# Probably dumb welding question



## mickri (Nov 4, 2019)

I have a HF 125 flux core welder that I have done the bridge rectifier and capacitor modification to.  When you start a weld do you have the wire touching the metal to be welded?  Or held just off the metal.  I have tried it both ways and having the wire touching the metal seems to work best.  What is the correct technique for this?


----------



## Superburban (Nov 4, 2019)

The best technique is what ever works for you. I generally touch the wire, then pull the trigger, otherwise I tend to get lots of strands to break off.


----------



## DavidR8 (Nov 4, 2019)

I have a Millermatic 130. I trim the wire stick out to 1/4” and have it touch the metal then pull the trigger. 
Works great for me. 


Sent from my iPhone using Tapatalk


----------



## Tim9 (Nov 4, 2019)

I usually leave between 1/4- 3/8” stick out.... sometimes more. Put it close to area to weld BUT NOT YET TOUCHING, pull trigger and quickly adjust distance of Gun until arch looks and SOUNDS good.


----------



## 682bear (Nov 5, 2019)

I always touch the wire to the work before pulling the trigger... otherwisen I always end up starting my bead 1/4 inch from where I intended... bad eyes, I guess...

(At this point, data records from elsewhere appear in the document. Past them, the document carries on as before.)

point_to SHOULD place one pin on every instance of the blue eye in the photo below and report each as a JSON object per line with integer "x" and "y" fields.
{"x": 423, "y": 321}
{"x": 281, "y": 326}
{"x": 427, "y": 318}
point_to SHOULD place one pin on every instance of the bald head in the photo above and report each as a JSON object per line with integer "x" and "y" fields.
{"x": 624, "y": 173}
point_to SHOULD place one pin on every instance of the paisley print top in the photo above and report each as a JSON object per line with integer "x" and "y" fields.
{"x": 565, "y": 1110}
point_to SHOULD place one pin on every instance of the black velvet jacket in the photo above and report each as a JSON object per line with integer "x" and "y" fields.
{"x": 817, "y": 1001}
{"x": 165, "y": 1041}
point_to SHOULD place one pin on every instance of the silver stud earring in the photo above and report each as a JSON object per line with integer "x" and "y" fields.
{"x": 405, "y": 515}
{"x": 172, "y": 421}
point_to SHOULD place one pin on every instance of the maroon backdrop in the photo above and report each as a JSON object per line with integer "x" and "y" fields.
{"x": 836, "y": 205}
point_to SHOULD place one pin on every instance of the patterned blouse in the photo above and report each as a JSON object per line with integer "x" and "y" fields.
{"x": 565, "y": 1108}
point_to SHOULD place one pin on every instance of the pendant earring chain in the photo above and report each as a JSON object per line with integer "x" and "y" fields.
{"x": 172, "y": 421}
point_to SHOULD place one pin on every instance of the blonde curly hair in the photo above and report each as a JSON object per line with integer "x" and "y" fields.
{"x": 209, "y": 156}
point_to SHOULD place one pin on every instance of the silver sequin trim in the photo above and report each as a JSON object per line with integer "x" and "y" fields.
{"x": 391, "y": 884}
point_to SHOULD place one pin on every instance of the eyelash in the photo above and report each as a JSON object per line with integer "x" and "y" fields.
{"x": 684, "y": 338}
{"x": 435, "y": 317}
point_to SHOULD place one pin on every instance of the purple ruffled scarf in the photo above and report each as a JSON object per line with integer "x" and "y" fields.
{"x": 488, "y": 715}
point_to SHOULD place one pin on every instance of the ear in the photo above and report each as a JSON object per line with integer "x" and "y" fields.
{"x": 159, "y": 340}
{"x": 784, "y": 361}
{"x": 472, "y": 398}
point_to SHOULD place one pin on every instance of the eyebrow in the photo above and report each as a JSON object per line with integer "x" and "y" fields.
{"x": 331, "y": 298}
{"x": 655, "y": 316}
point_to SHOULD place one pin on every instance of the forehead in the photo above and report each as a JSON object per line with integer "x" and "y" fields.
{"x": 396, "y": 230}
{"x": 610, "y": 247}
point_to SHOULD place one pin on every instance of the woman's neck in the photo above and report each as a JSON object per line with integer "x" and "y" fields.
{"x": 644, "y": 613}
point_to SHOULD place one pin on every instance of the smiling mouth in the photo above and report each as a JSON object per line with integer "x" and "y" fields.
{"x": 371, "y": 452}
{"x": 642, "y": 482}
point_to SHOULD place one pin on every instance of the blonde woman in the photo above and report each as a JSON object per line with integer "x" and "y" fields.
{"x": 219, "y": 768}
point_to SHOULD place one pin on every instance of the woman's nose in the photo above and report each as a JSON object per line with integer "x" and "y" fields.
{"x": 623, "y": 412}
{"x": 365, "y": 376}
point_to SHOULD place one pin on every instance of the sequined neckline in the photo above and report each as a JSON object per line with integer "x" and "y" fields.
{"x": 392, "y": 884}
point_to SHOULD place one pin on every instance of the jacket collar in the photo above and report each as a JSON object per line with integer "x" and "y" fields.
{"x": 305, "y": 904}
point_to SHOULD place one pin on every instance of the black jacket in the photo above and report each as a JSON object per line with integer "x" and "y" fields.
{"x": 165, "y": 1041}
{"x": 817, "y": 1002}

On a brighter note, I fully expect my eyesight to improve next year... after all, it will be 2020...

-Bear


----------



## tjb (Nov 5, 2019)

682bear said:


> On a brighter note, I fully expect my eyesight to improve next year... after all, it will be 2020...


Georgia humor at its finest.


----------



## fixit (Nov 5, 2019)

On some cheap wire welders, the wire is always hot. My new EASTWOOD machine presented a learning curve for me. The wire is hot when the trigger is pulled and the wire speed ramps up. I still can't remember to release the trigger to end the weld and end up with a lot of wire hanging out. But I will learn.


----------



## pontiac428 (Nov 5, 2019)

I guess I don't hold the stickout to the work because I learned on SMAW (stick) and do a lot of GTAW (TIG).  I treat the stickout like an electrode, in other words.

One tip I've learned is to briefly touch the stickout to the work to pull the potential of both electrodes to ground, then come back up 1/2" and depress the trigger.  Sometimes a little bit of residual charge remains that causes (I assume) an issue with ground path (or maybe it's arc sensing, I don't know) if it's not dissipated, resulting in a slight delay before the arc strikes.  I like my arc to strike instantly, so this grounding touch is automatic.  Works with TIG too, if you can't get an instantaneous arc just touch the tungsten to the work and try again.


----------